«La politica economica a deficit del governo Renzi si è concretizzata in un gigantesco trasferimento di risorse pubbliche alle imprese che non ha rilanciato né il potere d’acquisto delle famiglie, né la stessa occupazione». Lo spiega Luigi Campiglio, professore di Politica economica all’Università Cattolica del Sacro Cuore di Milano. Nei giorni scorsi c’è stato uno scambio di lettere tra il ministro dell’Economia, Pier Carlo Padoan, e la Commissione Ue. Da Bruxelles è stato fatto notare che l’Italia non ha fatto abbastanza per ridurre il debito. Padoan ha risposto con un documento di 80 pagine nel quale si elencano 11 “fattori rilevanti” che il governo chiede di tenere conto nel valutare il nostro debito pubblico. Tra gli altri ci sono il costo dell’immigrazione, la deflazione, la metodologia di calcolo dei bilanci che penalizza il nostro Paese e le riforme strutturali.



Professore, secondo lei sul debito ha ragione Padoan o la Commissione Ue?
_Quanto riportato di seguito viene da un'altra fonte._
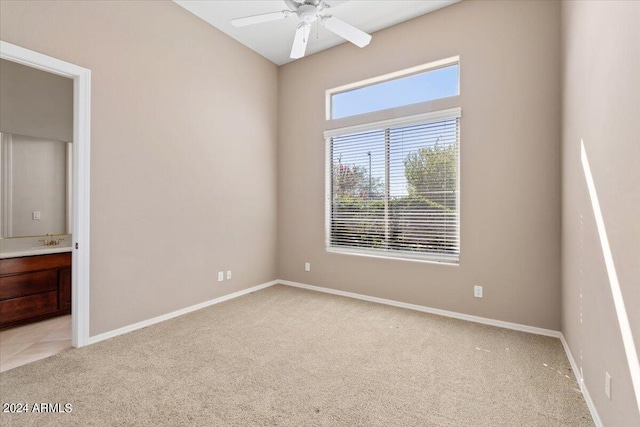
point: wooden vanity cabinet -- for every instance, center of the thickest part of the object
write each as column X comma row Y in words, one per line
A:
column 34, row 288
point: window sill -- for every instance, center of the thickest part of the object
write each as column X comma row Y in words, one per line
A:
column 453, row 261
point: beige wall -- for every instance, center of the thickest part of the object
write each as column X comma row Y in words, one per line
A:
column 181, row 185
column 601, row 47
column 35, row 103
column 510, row 162
column 39, row 183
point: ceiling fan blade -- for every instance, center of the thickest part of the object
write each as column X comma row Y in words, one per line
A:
column 346, row 31
column 300, row 41
column 334, row 3
column 264, row 17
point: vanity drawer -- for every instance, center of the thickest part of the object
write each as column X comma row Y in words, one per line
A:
column 22, row 308
column 22, row 285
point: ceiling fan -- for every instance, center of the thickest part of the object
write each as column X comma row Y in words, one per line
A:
column 309, row 11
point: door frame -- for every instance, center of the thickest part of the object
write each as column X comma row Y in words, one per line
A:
column 81, row 177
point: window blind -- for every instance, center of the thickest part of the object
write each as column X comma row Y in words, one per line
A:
column 394, row 190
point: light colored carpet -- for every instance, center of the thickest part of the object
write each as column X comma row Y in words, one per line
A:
column 286, row 356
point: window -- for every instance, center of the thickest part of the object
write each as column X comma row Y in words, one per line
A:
column 440, row 80
column 393, row 188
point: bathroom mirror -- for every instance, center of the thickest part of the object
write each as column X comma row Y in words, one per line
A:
column 35, row 186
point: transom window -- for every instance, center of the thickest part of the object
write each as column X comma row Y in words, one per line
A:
column 393, row 188
column 419, row 84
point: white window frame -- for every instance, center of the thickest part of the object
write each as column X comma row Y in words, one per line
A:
column 431, row 66
column 434, row 116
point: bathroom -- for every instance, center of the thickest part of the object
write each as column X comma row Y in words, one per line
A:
column 36, row 169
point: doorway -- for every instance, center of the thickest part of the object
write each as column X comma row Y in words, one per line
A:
column 81, row 176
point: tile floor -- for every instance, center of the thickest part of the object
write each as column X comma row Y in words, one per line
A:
column 28, row 343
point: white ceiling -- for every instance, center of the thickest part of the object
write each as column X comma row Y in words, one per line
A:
column 273, row 39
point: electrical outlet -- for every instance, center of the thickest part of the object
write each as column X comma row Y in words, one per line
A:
column 477, row 291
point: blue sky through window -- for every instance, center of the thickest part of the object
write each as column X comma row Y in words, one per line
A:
column 425, row 86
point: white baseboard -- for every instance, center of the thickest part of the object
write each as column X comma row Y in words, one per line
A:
column 162, row 318
column 425, row 309
column 583, row 387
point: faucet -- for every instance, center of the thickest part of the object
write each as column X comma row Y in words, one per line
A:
column 51, row 242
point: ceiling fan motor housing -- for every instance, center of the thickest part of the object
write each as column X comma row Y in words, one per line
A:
column 307, row 13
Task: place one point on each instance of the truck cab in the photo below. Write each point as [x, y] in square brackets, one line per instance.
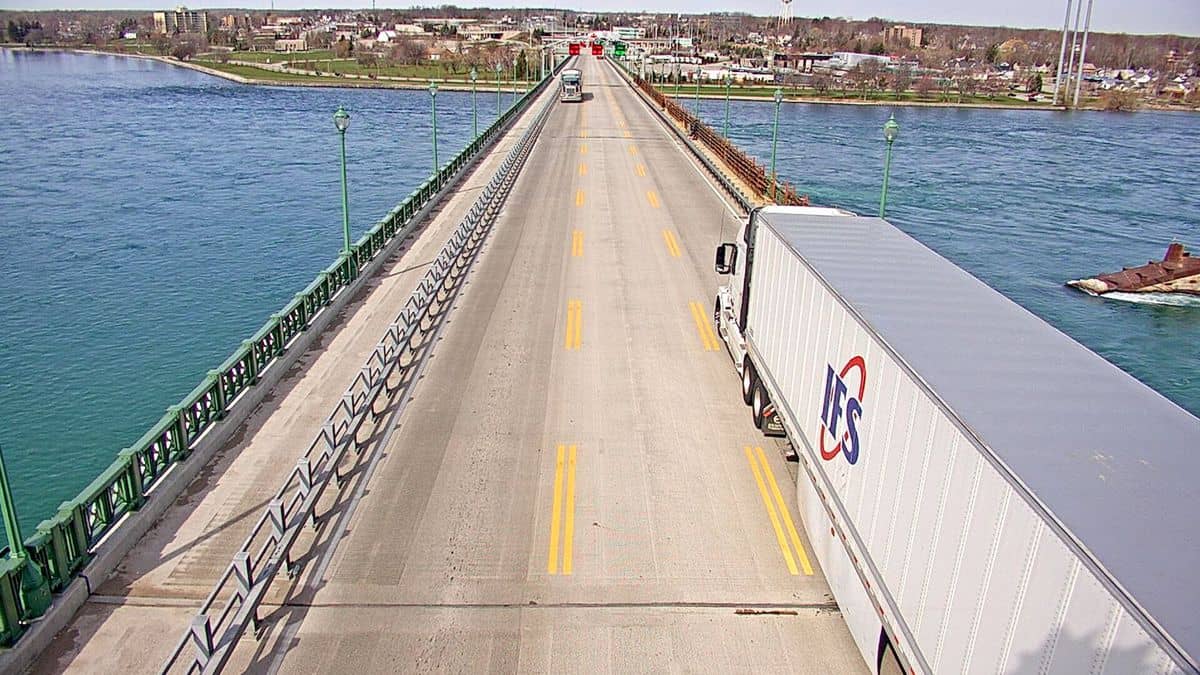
[732, 308]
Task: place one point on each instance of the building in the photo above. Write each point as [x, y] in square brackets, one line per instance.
[905, 35]
[181, 19]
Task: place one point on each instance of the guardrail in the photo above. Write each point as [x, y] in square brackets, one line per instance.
[64, 543]
[233, 604]
[742, 165]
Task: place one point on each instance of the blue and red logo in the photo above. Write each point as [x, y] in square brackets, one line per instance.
[841, 410]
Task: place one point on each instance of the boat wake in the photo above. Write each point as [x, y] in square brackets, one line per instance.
[1164, 299]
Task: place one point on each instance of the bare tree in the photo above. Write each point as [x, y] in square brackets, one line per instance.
[901, 79]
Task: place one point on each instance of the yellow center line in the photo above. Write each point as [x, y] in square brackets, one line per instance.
[569, 525]
[702, 328]
[557, 514]
[672, 245]
[771, 512]
[573, 336]
[787, 517]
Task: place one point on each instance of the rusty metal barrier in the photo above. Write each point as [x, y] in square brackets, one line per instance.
[742, 165]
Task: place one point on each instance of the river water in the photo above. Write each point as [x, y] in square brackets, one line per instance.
[155, 216]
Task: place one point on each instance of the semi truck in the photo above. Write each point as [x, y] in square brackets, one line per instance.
[570, 85]
[983, 493]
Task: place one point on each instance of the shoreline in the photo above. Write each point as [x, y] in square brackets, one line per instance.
[363, 82]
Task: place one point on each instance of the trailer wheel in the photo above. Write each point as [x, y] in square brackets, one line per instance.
[759, 404]
[749, 380]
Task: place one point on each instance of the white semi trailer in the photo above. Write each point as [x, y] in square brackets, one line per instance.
[984, 494]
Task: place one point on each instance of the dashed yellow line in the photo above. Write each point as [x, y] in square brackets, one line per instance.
[577, 244]
[672, 244]
[573, 338]
[703, 328]
[760, 467]
[563, 519]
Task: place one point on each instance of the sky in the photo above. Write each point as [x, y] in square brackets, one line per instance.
[1181, 17]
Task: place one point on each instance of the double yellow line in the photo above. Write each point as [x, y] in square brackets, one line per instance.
[772, 499]
[672, 244]
[563, 519]
[573, 338]
[707, 336]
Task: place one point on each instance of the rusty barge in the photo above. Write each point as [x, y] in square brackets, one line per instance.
[1176, 273]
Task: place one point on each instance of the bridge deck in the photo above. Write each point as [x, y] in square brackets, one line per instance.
[575, 484]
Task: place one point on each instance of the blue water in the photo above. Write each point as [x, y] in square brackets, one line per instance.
[155, 216]
[1023, 199]
[153, 219]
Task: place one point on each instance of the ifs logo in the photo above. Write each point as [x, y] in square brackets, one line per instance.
[840, 410]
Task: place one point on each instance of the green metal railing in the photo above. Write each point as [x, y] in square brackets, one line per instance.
[63, 543]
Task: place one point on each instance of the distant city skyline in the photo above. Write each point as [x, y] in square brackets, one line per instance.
[1179, 17]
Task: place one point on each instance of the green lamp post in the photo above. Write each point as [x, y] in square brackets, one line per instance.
[729, 82]
[433, 109]
[891, 131]
[35, 591]
[774, 145]
[474, 102]
[342, 121]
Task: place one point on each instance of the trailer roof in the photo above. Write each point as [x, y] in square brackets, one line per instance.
[1115, 461]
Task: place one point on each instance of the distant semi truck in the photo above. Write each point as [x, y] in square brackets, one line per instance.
[983, 493]
[570, 85]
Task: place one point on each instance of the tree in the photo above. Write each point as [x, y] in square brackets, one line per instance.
[901, 79]
[925, 87]
[183, 49]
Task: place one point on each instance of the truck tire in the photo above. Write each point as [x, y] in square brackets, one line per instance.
[759, 404]
[749, 380]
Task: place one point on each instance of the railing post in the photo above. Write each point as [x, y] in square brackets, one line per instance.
[131, 479]
[219, 394]
[251, 362]
[202, 639]
[178, 432]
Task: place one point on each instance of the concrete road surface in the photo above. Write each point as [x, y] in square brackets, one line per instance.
[575, 485]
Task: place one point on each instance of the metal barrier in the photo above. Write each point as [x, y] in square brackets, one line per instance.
[742, 165]
[389, 370]
[64, 543]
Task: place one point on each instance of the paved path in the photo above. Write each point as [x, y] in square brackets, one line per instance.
[575, 484]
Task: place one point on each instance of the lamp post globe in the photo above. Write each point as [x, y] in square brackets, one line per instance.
[891, 132]
[342, 121]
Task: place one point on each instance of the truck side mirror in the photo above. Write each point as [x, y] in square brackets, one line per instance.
[726, 258]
Dopo numerosi anni di politica di austerità e di riforme strutturali permanenti, i risultati sono molto modesti in termini di occupazione e di crescita. È quindi evidente che qualcosa non va nella politica economica attuata finora. La posizione di Bruxelles ricorda molto atteggiamenti analoghi da parte dei governi europei e americani all’inizio degli anni ’30.



In che senso?

In quel frangente il mondo era in crisi, c’era la necessità di restituire respiro alla domanda mondiale e tutte le economie erano entrate in una situazione di grande rallentamento e deflazione. La posizione di gran parte dei governi per numerosi anni fu quella di adottare politiche di rigore, nella convinzione che se non c’era la ripresa voleva dire che non era stato fatto abbastanza rigore. È come se Bruxelles dicesse all’Italia: “La politica di austerità non ha portato crescita e quindi significa che bisogna fare ancora più austerità”. Questo è il sillogismo della definitiva rovina. In questo modo rischiamo davvero di avvitarci in una situazione da cui non solo non usciremo ma che ci porterà verso una situazione molto negativa.



Quali pericoli corre l’Europa se continua su questa strada?

L’Europa a poco a poco si sta sgretolando. Se anche si dovesse materializzare soltanto uno dei rischi che si affacciano con Grecia e Gran Bretagna gli effetti rischiano di essere pesanti. A ciò si aggiunge la questione migratoria.

È un’emergenza che durerà ancora a lungo?

L’immigrazione non è una situazione emergenziale, bensì strutturale. Abbiamo un’Europa vecchia e ricca che convive nella stessa area mediterranea con un Nord Africa molto giovane, ma che nel frattempo non ha fatto abbastanza passi in avanti e per di più è attraversato da guerre. In questo quadro l’unica vera soluzione per tenere unita l’Europa è lo sviluppo.

Perché le misure a deficit del governo italiano finora non sono state sufficienti per rilanciare la crescita?

Perché la politica economica adottata dal governo italiano si è concretizzata in un gigantesco trasferimento di risorse pubbliche alle imprese. Quelle che esportano sono riuscite a ottenere qualche risultato, ma probabilmente sarebbero riuscite anche senza queste misure. Le aziende che operano sul mercato interno hanno invece rimpinguato con i fondi pubblici bilanci altrimenti anemici, in quanto il potere d’acquisto delle famiglie è drasticamente diminuito.

 

Con quali conseguenze?

Una caduta così forte del potere d’acquisto, soprattutto da parte delle famiglie con figli, rischia di mettere in ginocchio il Paese. Anziché ridare respiro a queste categorie sociali, si sono date risorse alle imprese. Queste ultime hanno gradito il regalo, ma poi non assumono davvero perché il mercato è diventato più piccolo.

 

Se le misure del governo non sono adeguate, allora come si esce dalla spirale del debito?

La spirale del debito non esiste, il vero problema dell’Italia è la mancanza di crescita. La Germania ha un debito pubblico più o meno uguale a quello italiano, la differenza è che i tedeschi hanno attraversato la crisi economica senza danni. Il rapporto debito/Pil di Berlino è leggermente diminuito, mentre in Italia dal 99,7% è schizzato al 130%.